Une chose est sûre en effet, c'est que
rien ne sera plus comme avant, et pour
une bonne raison : la République
populaire a manifestement vaincu
l'épidémie en deux mois. Les oiseaux de
mauvais augure diront que c'est faux,
que les chiffres sont truqués, que
l'épidémie peut rebondir. Mais les
experts internationaux disent le
contraire, et les faits parlent
d'eux-mêmes. Le nombre quotidien de
nouvelles contaminations est désormais
50 fois plus élevé dans le reste du
monde qu’en République populaire de
Chine. Sur les 80 000 cas recensés
depuis janvier dans ce pays, 70 000
patients sont déjà guéris. Les
restrictions aux déplacements sont
levées progressivement et l'activité
économique redémarre. On comprend que
cette réalité attriste les ennemis de la
Chine qui pullulent dans les médias du
monde libre, mais il va falloir qu'ils
s'y fassent. La Chine a réussi ce
qu'aucun pays n'a jamais réussi à faire
: vaincre une épidémie par une
mobilisation massive de la société et de
l'Etat. Après avoir signalé le virus à
l'OMS le 31 décembre 2019, la Chine
s'est mise en ordre de bataille. Sans
précédent dans l'histoire, le
confinement de 50 millions de personnes,
dès le 23 janvier, a ralenti la
progression de l'épidémie. Apparu masqué
à la télévision le 8 février, le
président Xi a décrété "une guerre du
peuple contre le nouveau démon". Des
dizaines de milliers de volontaires ont
afflué au Hubei, des dizaines d'hôpitaux
ont été construits en quelques semaines,
des milliers d'équipes ont été envoyées
pour tracer les contacts entre les
malades et leur entourage. Un seul
exemple : à la fin des festivités du
Nouvel An chinois, 860 000 personnes
sont rentrées à Pékin. Le gouvernement
leur a ordonné de rester chez pendant
deux semaines et la municipalité a
mobilisé 160 000 gardiens d'immeubles
pour s'assurer du respect de cette
consigne. Si l'épidémie est en recul, ce
n'est pas parce qu'on a fait tourner des
moulins à prière, c'est parce que le
peuple chinois a fait des efforts
gigantesques. En Europe on critique la
Chine, on tergiverse, on "privilégie
l'économie", et en attendant la pandémie
se répand. En 2009, le virus H1N1 apparu
au Mexique et aux USA a infecté 1 600
000 personnes et en a tué 284 000 dans
le monde entier. Washington a brillé par
sa nullité dans le traitement de cette
pandémie, et les médias occidentaux ont
préféré regarder ailleurs. Aujourd'hui,
il va falloir admettre que notre système
est inopérant, tandis que le socialisme
chinois a fait une nouvelle
démonstration de sa supériorité.

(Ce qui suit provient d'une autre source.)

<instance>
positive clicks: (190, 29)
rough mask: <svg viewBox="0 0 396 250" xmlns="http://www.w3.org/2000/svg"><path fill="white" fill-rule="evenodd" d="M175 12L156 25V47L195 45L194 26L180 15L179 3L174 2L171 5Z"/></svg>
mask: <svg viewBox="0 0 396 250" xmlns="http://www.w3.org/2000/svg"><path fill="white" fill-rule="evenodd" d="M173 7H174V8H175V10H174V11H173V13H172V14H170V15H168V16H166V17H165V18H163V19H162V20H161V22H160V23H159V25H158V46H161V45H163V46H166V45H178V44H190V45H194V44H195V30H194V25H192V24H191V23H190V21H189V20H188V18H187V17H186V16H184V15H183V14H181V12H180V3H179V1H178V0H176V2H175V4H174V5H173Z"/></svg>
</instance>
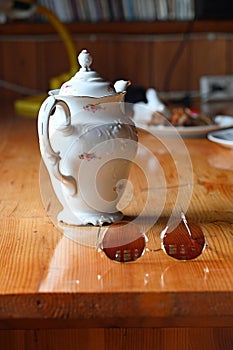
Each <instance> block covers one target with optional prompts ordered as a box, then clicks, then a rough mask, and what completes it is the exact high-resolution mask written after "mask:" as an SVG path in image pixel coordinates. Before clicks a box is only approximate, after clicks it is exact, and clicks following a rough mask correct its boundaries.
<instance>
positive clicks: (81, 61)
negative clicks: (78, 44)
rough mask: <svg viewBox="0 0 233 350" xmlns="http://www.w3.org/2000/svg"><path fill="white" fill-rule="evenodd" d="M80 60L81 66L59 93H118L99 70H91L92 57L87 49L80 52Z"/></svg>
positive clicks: (92, 93)
mask: <svg viewBox="0 0 233 350" xmlns="http://www.w3.org/2000/svg"><path fill="white" fill-rule="evenodd" d="M78 62H79V65H80V66H81V68H80V69H79V71H78V72H77V73H76V74H75V75H74V76H73V77H72V78H71V79H70V80H68V81H67V82H65V83H63V84H62V86H61V88H60V91H59V95H72V96H89V97H103V96H107V95H113V94H115V93H116V90H115V88H114V86H113V85H112V84H111V83H110V82H108V81H104V79H103V78H101V77H100V76H99V74H98V73H97V72H95V71H93V70H91V68H90V66H91V64H92V57H91V55H90V53H89V52H88V51H87V50H82V51H81V52H80V54H79V55H78Z"/></svg>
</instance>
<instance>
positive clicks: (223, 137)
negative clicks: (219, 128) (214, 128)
mask: <svg viewBox="0 0 233 350" xmlns="http://www.w3.org/2000/svg"><path fill="white" fill-rule="evenodd" d="M207 137H208V139H209V140H210V141H213V142H216V143H219V144H220V145H222V146H224V147H227V148H233V128H230V129H226V130H219V131H215V132H212V133H210V134H208V135H207Z"/></svg>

Car
pour combattre une telle menace, encore
faut-il avoir un Etat. Mais le nôtre, où
est-il ? La santé publique est-elle sa
priorité ? Serait-il capable de
construire de nouveaux hôpitaux, alors
même qu'il s'acharne à détruire ceux qui
existent ? Dans un pays où la propriété
publique est négative, où l'on a
privatisé et démantelé les services
publics, où l'Etat est l'otage
volontaire des milieux financiers,
serions-nous capables d'effectuer 10% de
ce que les Chinois ont fait ? Il est
vrai qu'à Pékin on n'applique pas les
consignes néolibérales, les banques
obéissent au gouvernement, la propriété
publique pèse 50% de la richesse
nationale, l'Etat a une obligation de
résultat, il est jugé par 800 millions
d'internautes sur sa capacité à régler
les problèmes, il sait qu'il est
comptable de l'intérêt national, que son
mandat n'est reconduit que s'il fait ses
preuves dans les faits et non en
paroles. Dictature totalitaire, ce
système ? Etrange dictature où le débat
est permanent, les erreurs dénoncées,
les manifestations fréquentes, les
institutions soumises à la critique. Ce
serait un régime totalitaire, parce
qu'il astreint des populations entières
au confinement massif dont tous les
experts disent qu'il est la seule mesure
efficace ? C'est un système imparfait
sans doute, mais qui fonctionne et tient
compte de ses erreurs. Tandis que chez
nous, l'autosuffisance tient lieu
d'autocritique, le dénigrement des
autres remplace la prise de
responsabilité et le bla-bla permanent
l'action efficace. L'éditorialiste du
"Monde", ce coryphée de la science, a
bien raison : "c'est la faillite d'un
système". Sauf que le système en
faillite n'est pas celui qu'on croit.